I would suggest that the regulation paradigm in Texas does not allow coordinated maintenance scheduling to adapt to supply and load issues (especially in the face of a disaster like the Winter event earlier this year). That would mean a stronger regulatory framework and that smacks of government interference in the eyes of some.
* brian.johnson@netgeek.us (Brian Johnson) [Wed 14 Apr 2021, 17:37 CEST]:
Not what I was saying. The demand for virtue-signaling green energy is not an effective strategy to actually having power available.
The relevant virtue that's signaled with green energy is that its MWh prices are WAY lower than traditional fossil fuel-based generators.

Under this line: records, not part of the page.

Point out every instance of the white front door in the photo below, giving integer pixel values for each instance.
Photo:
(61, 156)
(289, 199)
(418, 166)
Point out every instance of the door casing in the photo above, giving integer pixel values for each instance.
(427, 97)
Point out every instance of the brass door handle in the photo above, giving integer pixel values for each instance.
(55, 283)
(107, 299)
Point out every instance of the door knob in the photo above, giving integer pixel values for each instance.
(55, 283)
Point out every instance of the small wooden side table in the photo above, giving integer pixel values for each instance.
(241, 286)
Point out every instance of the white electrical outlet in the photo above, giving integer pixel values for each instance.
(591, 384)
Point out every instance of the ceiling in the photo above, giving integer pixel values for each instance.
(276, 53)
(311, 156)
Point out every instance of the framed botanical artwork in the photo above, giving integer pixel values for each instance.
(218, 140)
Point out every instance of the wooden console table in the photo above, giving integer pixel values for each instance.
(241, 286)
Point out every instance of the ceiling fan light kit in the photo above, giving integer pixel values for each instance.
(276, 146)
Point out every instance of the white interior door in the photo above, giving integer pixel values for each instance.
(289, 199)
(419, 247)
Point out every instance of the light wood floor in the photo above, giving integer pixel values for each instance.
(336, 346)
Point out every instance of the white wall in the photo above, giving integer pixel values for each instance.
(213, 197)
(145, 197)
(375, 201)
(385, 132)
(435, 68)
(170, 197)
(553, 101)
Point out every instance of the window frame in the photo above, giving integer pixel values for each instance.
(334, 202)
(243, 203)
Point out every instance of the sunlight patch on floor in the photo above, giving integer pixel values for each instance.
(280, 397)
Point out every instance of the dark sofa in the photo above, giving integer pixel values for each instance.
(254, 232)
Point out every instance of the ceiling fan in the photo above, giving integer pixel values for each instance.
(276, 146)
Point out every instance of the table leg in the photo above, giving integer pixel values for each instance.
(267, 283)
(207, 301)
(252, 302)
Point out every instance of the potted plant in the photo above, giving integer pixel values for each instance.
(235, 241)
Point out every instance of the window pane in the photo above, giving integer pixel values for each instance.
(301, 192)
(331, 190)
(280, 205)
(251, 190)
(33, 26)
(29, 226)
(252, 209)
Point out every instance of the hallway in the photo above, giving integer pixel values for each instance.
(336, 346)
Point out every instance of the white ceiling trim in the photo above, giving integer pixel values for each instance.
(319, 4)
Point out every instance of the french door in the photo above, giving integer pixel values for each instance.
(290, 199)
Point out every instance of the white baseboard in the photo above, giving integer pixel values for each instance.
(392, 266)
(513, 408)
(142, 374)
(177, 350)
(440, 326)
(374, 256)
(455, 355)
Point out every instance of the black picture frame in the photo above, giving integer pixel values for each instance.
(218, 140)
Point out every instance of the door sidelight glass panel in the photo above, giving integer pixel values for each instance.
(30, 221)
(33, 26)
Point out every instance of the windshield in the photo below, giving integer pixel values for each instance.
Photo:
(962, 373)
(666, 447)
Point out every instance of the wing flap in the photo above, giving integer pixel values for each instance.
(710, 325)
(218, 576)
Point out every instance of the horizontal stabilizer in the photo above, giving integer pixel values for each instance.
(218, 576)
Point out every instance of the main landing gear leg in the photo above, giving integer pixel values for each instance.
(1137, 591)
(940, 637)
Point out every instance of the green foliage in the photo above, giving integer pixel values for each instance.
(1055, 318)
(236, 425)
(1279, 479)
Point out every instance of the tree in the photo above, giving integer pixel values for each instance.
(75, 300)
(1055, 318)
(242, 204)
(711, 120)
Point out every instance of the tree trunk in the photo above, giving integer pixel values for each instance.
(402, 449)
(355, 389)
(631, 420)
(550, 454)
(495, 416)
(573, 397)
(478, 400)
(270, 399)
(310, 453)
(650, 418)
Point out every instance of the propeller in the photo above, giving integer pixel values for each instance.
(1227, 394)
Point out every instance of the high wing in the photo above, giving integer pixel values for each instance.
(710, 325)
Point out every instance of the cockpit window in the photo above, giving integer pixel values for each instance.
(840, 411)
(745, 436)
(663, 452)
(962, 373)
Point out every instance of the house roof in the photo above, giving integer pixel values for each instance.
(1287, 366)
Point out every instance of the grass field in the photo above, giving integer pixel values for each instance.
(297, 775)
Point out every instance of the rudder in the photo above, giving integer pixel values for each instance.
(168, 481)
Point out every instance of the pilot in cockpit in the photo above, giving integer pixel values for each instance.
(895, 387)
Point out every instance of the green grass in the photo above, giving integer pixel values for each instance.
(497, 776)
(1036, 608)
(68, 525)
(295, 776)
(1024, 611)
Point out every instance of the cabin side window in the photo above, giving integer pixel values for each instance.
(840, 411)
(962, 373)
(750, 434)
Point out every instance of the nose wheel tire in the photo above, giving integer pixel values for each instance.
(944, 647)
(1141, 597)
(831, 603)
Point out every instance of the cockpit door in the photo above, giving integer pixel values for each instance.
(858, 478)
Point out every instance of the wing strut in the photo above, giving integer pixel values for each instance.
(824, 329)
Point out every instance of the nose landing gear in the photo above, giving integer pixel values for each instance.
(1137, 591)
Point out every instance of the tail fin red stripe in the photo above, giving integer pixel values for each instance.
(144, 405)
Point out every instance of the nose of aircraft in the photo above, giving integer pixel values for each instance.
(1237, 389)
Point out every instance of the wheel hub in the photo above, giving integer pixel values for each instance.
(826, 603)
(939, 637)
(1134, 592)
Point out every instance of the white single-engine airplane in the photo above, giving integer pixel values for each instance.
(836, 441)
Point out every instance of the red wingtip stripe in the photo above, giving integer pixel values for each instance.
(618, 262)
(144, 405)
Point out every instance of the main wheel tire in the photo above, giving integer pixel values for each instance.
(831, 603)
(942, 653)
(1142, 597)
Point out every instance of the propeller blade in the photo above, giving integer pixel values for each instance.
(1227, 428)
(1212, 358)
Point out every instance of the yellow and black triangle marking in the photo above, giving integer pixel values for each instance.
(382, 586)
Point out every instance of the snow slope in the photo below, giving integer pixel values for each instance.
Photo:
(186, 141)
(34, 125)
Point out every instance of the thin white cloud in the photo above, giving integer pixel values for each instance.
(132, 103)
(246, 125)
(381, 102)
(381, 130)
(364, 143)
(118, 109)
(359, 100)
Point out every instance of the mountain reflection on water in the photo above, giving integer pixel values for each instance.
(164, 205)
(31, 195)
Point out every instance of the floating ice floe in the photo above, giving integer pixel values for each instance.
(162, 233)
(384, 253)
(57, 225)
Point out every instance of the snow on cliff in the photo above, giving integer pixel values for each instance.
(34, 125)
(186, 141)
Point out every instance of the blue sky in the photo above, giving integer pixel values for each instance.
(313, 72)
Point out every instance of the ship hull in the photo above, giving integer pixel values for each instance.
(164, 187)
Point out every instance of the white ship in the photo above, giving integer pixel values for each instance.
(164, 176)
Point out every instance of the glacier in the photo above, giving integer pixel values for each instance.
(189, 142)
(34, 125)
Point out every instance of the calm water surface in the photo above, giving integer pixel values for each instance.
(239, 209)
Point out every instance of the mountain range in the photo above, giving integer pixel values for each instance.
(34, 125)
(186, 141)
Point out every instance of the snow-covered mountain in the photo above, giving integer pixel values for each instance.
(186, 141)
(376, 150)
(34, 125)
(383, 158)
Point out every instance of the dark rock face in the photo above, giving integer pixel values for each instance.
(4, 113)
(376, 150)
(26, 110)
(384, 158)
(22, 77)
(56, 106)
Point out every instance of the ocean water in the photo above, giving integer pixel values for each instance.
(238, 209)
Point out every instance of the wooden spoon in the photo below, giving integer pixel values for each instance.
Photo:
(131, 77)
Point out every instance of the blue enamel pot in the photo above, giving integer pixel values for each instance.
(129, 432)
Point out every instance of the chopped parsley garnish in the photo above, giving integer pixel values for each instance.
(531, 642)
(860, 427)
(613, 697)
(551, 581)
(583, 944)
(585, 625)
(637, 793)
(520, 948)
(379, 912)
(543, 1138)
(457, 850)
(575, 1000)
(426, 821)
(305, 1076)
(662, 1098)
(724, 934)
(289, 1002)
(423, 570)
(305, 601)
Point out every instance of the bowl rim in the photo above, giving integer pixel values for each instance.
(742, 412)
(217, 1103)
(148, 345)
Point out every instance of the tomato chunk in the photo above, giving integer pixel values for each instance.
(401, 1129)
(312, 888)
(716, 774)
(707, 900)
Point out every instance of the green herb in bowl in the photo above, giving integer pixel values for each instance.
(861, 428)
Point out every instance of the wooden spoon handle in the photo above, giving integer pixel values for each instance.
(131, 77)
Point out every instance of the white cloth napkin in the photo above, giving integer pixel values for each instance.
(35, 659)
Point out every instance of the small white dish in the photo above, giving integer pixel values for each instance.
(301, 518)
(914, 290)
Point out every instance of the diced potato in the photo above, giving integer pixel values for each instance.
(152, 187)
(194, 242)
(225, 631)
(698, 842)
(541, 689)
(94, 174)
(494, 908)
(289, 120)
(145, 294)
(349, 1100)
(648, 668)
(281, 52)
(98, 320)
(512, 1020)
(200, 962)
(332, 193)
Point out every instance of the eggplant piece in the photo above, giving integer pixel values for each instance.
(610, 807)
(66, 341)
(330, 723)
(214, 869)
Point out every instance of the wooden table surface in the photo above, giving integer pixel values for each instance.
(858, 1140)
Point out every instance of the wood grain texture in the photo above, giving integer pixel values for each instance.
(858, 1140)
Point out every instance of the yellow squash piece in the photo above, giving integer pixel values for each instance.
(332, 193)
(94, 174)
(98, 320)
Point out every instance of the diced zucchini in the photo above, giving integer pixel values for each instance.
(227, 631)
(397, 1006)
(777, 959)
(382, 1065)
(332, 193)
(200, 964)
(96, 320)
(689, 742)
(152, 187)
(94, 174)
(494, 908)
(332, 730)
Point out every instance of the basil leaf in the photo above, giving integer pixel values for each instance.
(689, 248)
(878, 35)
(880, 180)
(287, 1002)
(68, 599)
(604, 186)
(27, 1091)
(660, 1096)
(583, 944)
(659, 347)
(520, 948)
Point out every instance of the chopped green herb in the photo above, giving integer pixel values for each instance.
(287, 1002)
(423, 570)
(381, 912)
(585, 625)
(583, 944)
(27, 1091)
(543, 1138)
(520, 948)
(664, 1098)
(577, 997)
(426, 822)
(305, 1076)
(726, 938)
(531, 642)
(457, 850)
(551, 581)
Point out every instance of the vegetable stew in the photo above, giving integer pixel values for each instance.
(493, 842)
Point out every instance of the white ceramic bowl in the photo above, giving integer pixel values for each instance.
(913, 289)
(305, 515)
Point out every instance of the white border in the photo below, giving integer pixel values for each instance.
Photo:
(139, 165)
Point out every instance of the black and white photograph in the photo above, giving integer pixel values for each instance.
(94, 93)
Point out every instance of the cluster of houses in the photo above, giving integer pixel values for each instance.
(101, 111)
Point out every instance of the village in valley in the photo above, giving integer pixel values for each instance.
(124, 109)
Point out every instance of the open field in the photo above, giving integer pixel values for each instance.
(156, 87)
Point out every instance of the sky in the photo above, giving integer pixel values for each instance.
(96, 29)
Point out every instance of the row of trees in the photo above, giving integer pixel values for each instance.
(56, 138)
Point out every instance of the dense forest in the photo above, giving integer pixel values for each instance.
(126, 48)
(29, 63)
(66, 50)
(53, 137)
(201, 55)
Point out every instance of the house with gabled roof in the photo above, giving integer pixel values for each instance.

I appreciate the nuances, but the need to imply that a profit motive was the issue is not proven. This issue was NOT foreseeable except with the perfect reverse 20/20 vision. It’s like saying that I shouldn’t have built the house where the tornado hit.
I've not done exhaustive research of the situation in Texas (although I am a stakeholder, being a customer in several datacentres there) but I'd be surprised if Regulatory capture - Wikipedia had nothing to do with it.
-- Niels.
* brian.johnson@netgeek.us (Brian Johnson) [Wed 14 Apr 2021, 17:37 CEST]:
Not what I was saying. The demand for virtue-signaling green energy is not an effective strategy to actually having power available.
The relevant virtue that's signaled with green energy is that its MWh prices are WAY lower than traditional fossil fuel-based generators.
Not going to get into this, but this is simply not true on multiple fronts.
I appreciate the nuances, but the need to imply that a profit motive was the issue is not proven. This issue was NOT foreseeable except with the perfect reverse 20/20 vision. It’s like saying that I shouldn’t have built the house where the tornado hit.
I've not done exhaustive research of the situation in Texas (although I am a stakeholder, being a customer in several datacentres there) but I'd be surprised if Regulatory capture - Wikipedia had nothing to do with it.
So you want to do what about regulation. Deregulate so this can’t happen (HA), or regulate more so that this gets fixed (HA HA... and running away).
If your point is that the ERCOT is acting in bad faith, I’d suggest you work with the Texas PUC to resolve that issue. Everything else is just politics.
45 days of planned notice, is what I read. And can be rejected if that notification window is shorter than that.
Is that sufficient?
Mark.
Particularly when you factor in close to no maintenance costs for things like PV, and a nominal 1% drop in efficiency per year on 20-year-old design plans.
Mark.
On a large scale, I agree that numbers can look odd. But on a smaller, community scale, it does look good.
Mark.
It appears that Stan Barber <sob@academ.com> said:
-=-=-=-=-=-
I would suggest that the regulation paradigm in Texas does not allow
coordinated maintenance scheduling to adapt to supply and load issues
(especially in the face of a disaster like the Winter event earlier this
year). That would mean a stronger regulatory framework and that smacks of
government interference in the eyes of some.
Exactly. It's all about risk shifting. Ercot is run by free market
fundamentalists who believe, in spite of considerable evidence to the
contrary, that the market alone will always provide all the power
people need. This has the effect of shifting the risk of failure onto
users who often don't realize that until it's too late. They've known
since 2011 that much of the Texas grid fails when it's below freezing
but they don't have any inclination, or even the authority, to tell
power generators to spend money on weatherproofing and other risk
management.
They allow the wholesale price of power which is usually about 4c/kwh
to spike as high as $9, in the absurd belief that super high prices
will magically cause power to appear. This had the effect of dumping
giant power bills on users who couldn't pay them, and the costs and
defaults are now making lawyers rich.
Meanwhile, the politicans are involved in an extensive effort to pin
the blame on anyone but themselves, which is where the nonsense about
green power comes from. Texas' windmills aren't weatherproofed any
better than rest of the system but nontheless were providing slightly
more power than Ercot expected while the grid collapsed.
So, yeah, if you're in Texas, better make your own arrangments because
the state is paralyzed.
I would say that under normal circumstances, 45 days might work (Personally, I would prefer 90 days).
However, I suggest we are not dealing with a normal circumstance because of the fall out from the winter incident.
Agreed.
Mark.
This is patently absurd. It's an industry group/organization. It's raison d'etre is to serve its industry which definitely has a profit motive. That and even non-profits have a profit motive to stay afloat. See the NRA for one that has gone terribly wrong.